2.5. Binding Specificity Assay

100 µL of 10 mM Nα,Nα-Bis(carboxymethyl)-L-lysine hydrate (Sigma Aldrich Cat# 14580) in 0.1 M NaPO4, pH 8, was dispensed into each well of a maleic anhydride-activated microtiter plate (Thermo Scientific Cat#15100) and incubated overnight at room temperature. The plate was subsequently rinsed thrice with 300 µL of 0.05% TBST buffer. The plate was blocked by incubating with 3% BSA in 0.05% TBST buffer for 2 hours at the room temperature. The plate was subsequently rinsed thrice with 300 µL of 0.05% TBST buffer. The plate was subsequently incubated with 20 µM metal salts for 20 minutes at the room temperature. Plates coated with metal ions were incubated with 100 µL of 10^9 PFU of selected clones in TBS buffer per well. Plates were incubated for 60 minutes at room temperature with shaking at 100 rpm on a plate shaker. Unbound phages were eliminated, and the plate was rinsed ten times with 300 µL of 0.05% TBST buffer. For phage elution, 100 µL of 0.2 M Glycine-HCl (pH 2.2) was utilized, followed by a 15-minute incubation at room temperature, after which 15 µL of 1 M Tris-HCl (pH 9.1) was incorporated. Eluted phages were titered following the procedure outlined in The Ph.D.™-7 Phage Display Peptide Library Kit manual utilizing LB/IPTG/Xgal plates. Binding specificity is expressed as the phage titer eluted from wells coated with the chosen metal .

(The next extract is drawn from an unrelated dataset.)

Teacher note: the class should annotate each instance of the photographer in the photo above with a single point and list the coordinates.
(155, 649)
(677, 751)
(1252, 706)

2.6. Peptide Synthesis, Modification and Characterization

Using microwave-assisted Fmoc solid-phase peptide synthesis (SPPS), the peptide with the sequence Dansyl-Met-His-Ile-Pro-His-Glu-Lys-Trp-NH2 was synthesized on Rink Amide resin (0,1 mmol). Peptide chain elongation was performed utilizing an Initiator+ Alstra™ (Biotage, Sweden) automated microwave peptide synthesizer. Couplings were carried out twice for 5 minutes at 75 °C utilizing Fmoc-amino acid (5 equivalents), DIC (5 equivalents), and Oxyma (5 equivalents) in DMF. The deprotection of the Fmoc group utilized a 20% piperidine solution in DMF at room temperature (1 x 3 minutes, 1 x 10 minutes). DNS was introduced at the N-terminal side of the peptide in a separate step. To this end, DNS (5 equivalents) and TEA (3 equivalents) were introduced to the peptidyl resin in darkness for 4 hours. The DNS-labeled peptide was cleaved from Rink Amide resin utilizing a cleavage solution of TFA/TIS/H2O (95:2.5:2.5) for 2 hours, precipitated with anhydrous, cold diethyl ether, and subsequently lyophilized. The resultant product was characterized utilizing a reverse-phase HPLC Shimadzu system (Prominence-i LC-2030C Plus, Shimadzu, Japan) equipped with a Jupiter 4 µm Proteo, 90Å, 4.6 x 250 mm column, employing UV detection at λ=224 nm. A linear gradient method was applied, transitioning from 5 to 95% solvent B over 60 minutes at a flow rate of 1 mL/min, where solvent A was water and solvent B was acetonitrile, both containing 0.1% TFA. Electrospray ionization mass spectrometry (ESI MS) in positive ion mode was conducted utilizing a single quadrupole mass spectrometer (LCMS 2020 Shimadzu, Japan). Isocratic elution at 60% B, with eluent A comprising water and 0.1% formic acid (LCMS grade) and eluent B consisting of acetonitrile (LCMS grade) with 0.1% formic acid, was conducted at a flow rate of 1.5 mL/min.

2.7. General Spectroscopy Measurements

DNS–P-11, a highly soluble fluorescent peptide, was dissolved in double-distilled water to create a 2 mM DNS–P-11 solution, which was stored at 4ºC. The solutions of metal ions were derived from Hg(NO3)2, Pb(NO3)2, MnCl2, ZnSO4, CuSO4, and NiCl2. Standard solutions of Cd, Cr, NaAsO2, KCl, and NaCl in double distilled water at a concentration of 10 mM. Subsequent to appropriate dilution, the resultant stock solution was utilized for all spectral measurements. The Synergy H1MG Multimode Microplate Reader (BioTek Instruments, United States) was employed to assess the fluorescence spectra on a 96-well plate featuring an F-bottom from Greiner Bio-One. The excitation wavelength for the dansyl fluorophore was established at 330 nm.

3. Results and Discussion

3.1. Phage Display Derived Unique Peptide for Cu²⁺ Ions Detection

After the entire biopanning procedure 240 monoclonal Cu(II)-binding M13 virus plaques containing phage monoclonal peptides were isolated for phage amplification and DNA sequencing. DNA sequences were successfully obtained for all of the clones. A total of 20 individual clones containing distinctive peptides were identified from selected 240 plaques. The biopanning procedure proved effective, demonstrated by the increased binding affinity of phage clones with Cu(II)-binding peptides to Cu(II). P-10, P-11, P-12, P-18, and P-20 demonstrated the greatest affinity (Figure 1).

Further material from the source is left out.